One day, the older brother suggested to Lonnie that they go hunting. Without anyone else’s knowledge, they slung their rifles and went out to the woods. In a small clearing in the woods, the brother sat down and started to clean his gun. Lonnie was looking into the woods when, suddenly, he was startled with fear at the report of a gunshot right behind him. He spun around to find his much-loved brother lying on the ground writhing in pain from an accidental self-inflicted wound in the leg.
Lonnie was panic-stricken. He didn’t know what to do. He could feel in sympathy an exaggerated degree of the pain his brother was suffering. This created even more confusing distress within him. He could think of only one thing through his panic – a movie title: They shoot horses, don’t they. He aimed his rifle and shot his brother.

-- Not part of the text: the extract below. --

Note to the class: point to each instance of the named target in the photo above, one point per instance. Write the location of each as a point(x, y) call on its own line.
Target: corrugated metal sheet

He was in greater panic still seeing his brother lying still and dead. He was in a worse state of confusion. He dug a shallow pit, buried his brother in it under a heap of soil, and rushed home to hide his own gun and to get busy as if he had been doing something alone all day.
This sad tale, almost better than any other, illustrates the root of most violence. It is fear. The learned drive of fear, like any other drive or motive, cumulates with other drives to add to the intensity of each. In Lonnie’s case, fear of being angry or even assertive had been a life-long pattern. Fear of his brother may have increased his fear in his brother’s company. In this incident, fear from the startling effect of the loud noise when his brother’s gun accidentally went off undoubtedly added to this. Seeing his much loved brother suffering must certainly have added even more fear. The sympathetic pain he felt probably increased his arousal even further. Now his brain was in a whirl with fear so that he could not think clearly, and that probably increased his fear even more. The upsetting event involved the violent discharge of a gun, and left his confused mind to react to his extremity of fear in an associated and devastating way.